Solo en el primer trimestre de este año, 3.679 familias desistieron de comprar vivienda nueva, lo que representa un aumento del 11,3% en comparación con el periodo anterior.
Esta tendencia se agrava drásticamente en el segmento de Vivienda de Interés Social (VIS), donde se contabilizaron 32.002 renuncias, sumadas a otras 9.669 en Vivienda de Interés Prioritario (VIP). Los expertos señalan que la parálisis del programa estatal ‘Mi Casa Ya’ y la implementación de nuevos requisitos han dejado en el limbo a hogares que ya estaban en medio de la negociación, forzándolos a retroceder en su meta de ser propietarios.

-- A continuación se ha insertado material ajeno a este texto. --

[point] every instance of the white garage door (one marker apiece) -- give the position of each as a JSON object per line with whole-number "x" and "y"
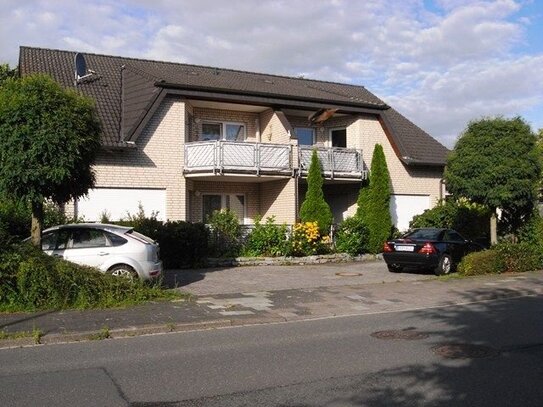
{"x": 404, "y": 207}
{"x": 118, "y": 202}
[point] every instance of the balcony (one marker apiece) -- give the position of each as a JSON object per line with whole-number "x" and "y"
{"x": 229, "y": 157}
{"x": 337, "y": 162}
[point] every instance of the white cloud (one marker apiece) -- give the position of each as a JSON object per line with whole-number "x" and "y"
{"x": 441, "y": 65}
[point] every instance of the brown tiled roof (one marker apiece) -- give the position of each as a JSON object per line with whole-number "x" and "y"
{"x": 125, "y": 89}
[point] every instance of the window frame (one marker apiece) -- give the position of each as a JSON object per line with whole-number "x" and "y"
{"x": 314, "y": 135}
{"x": 224, "y": 196}
{"x": 222, "y": 132}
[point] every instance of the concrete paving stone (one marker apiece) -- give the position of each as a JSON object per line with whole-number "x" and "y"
{"x": 235, "y": 313}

El déficit de oferta formal impulsa una escalada en los precios de los alquileres
La imposibilidad de cerrar las compras de vivienda nueva no solo afecta a los constructores, sino que genera un efecto dominó sobre el mercado de arrendamientos. Al haber menos familias logrando la transición hacia la propiedad, la demanda por alquileres aumenta, presionando los precios al alza. Camacol ha advertido que esta situación, sumada a una inflación persistente en el sector y la disminución de la inversión residencial, podría volver el mercado insostenible sin reformas estructurales.
Además de los factores normativos, el entorno macroeconómico añade una capa de complejidad. El incremento del 23,7% en el salario mínimo para 2026 ha impactado directamente los costos operativos. Guillermo Herrera, presidente ejecutivo de Camacol, explicó que “los costos de construcción para un proyecto nuevo se incrementarían entre 10% y 15%”, destacando que esta situación es especialmente crítica dado que el 90% de las empresas del ramo son micro, pequeñas y medianas empresas con poca capacidad de maniobra ante tales choques financieros.

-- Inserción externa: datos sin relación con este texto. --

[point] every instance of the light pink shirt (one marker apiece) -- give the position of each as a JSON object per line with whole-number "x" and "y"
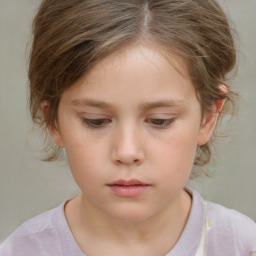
{"x": 224, "y": 232}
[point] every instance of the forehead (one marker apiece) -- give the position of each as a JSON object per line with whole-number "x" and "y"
{"x": 141, "y": 72}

La informalidad urbana surge como una consecuencia crítica del estancamiento habitacional
La dificultad para acceder a vivienda formal está empujando a los ciudadanos hacia asentamientos precarios, donde las condiciones de vida son significativamente inferiores. De acuerdo con el gremio, las familias que habitan en la informalidad perciben ingresos un 50% menores al promedio y enfrentan niveles de hacinamiento 2,7 veces más altos. Esta realidad no solo profundiza la pobreza monetaria, sino que limita el acceso a la educación y deteriora la seguridad ciudadana.

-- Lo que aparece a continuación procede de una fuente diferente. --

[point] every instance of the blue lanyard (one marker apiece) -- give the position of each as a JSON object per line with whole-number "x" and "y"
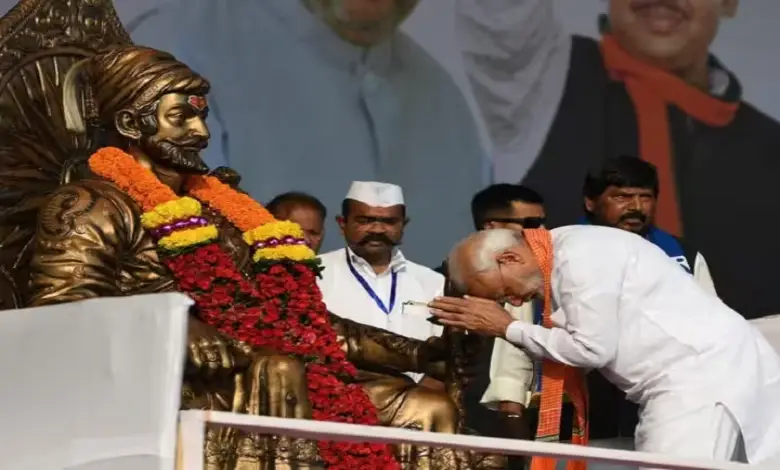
{"x": 537, "y": 306}
{"x": 370, "y": 291}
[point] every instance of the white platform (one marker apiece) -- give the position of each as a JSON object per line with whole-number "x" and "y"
{"x": 92, "y": 385}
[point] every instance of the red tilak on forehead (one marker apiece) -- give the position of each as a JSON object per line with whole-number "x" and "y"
{"x": 197, "y": 102}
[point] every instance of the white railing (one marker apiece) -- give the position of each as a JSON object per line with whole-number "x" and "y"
{"x": 194, "y": 423}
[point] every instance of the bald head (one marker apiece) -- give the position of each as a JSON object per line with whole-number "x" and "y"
{"x": 496, "y": 264}
{"x": 478, "y": 253}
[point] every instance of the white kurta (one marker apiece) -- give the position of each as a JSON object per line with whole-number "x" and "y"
{"x": 346, "y": 297}
{"x": 626, "y": 308}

Al respecto, Guillermo Herrera fue enfático durante la Asamblea Ordinaria de Camacol Bogotá & Cundinamarca: “El problema más importante del sector es la incapacidad de la política de vivienda formal para frenar el crecimiento de los asentamientos precarios”. Esta declaración resuena con las advertencias de organismos internacionales sobre el estancamiento en la reducción de viviendas precarias en la región.
Alianzas y propuestas para reactivar el sector inmobiliario y garantizar la inclusión
Frente a este panorama, el alcalde de Bogotá, Carlos Fernando Galán, ha manifestado su respaldo a la necesidad de blindar las políticas de vivienda como una prioridad de Estado. Galán subrayó el impacto social del programa ‘Mi Casa en Bogotá’, señalando que el 64% de sus beneficiarios son mujeres, muchas de ellas cabezas de familia, y que el 60% de los hogares favorecidos cuentan con ingresos menores a dos millones de pesos mensuales.
Por su parte, Edwin Chiriví, gerente de Camacol Bogotá y Cundinamarca, puntualizó que “hoy es prioridad fortalecer la alianza público-privada para mantener el dinamismo del sector”, haciendo énfasis en que la construcción sostiene más de 229.000 empleos directos.
Para enfrentar la crisis, el gremio ha planteado una hoja de ruta que incluye:
- Crear una versión evolucionada de “Mi Casa Ya” que amplíe la cobertura.
- Implementar subsidios a las tasas de interés para diversos segmentos.
- Recuperar incentivos al ahorro mediante cuentas AFC.
- Explorar nuevos modelos como el arriendo especializado y la internacionalización del mercado.
- Fomentar la habilitación de suelo urbanizable para un desarrollo ordenado de las ciudades.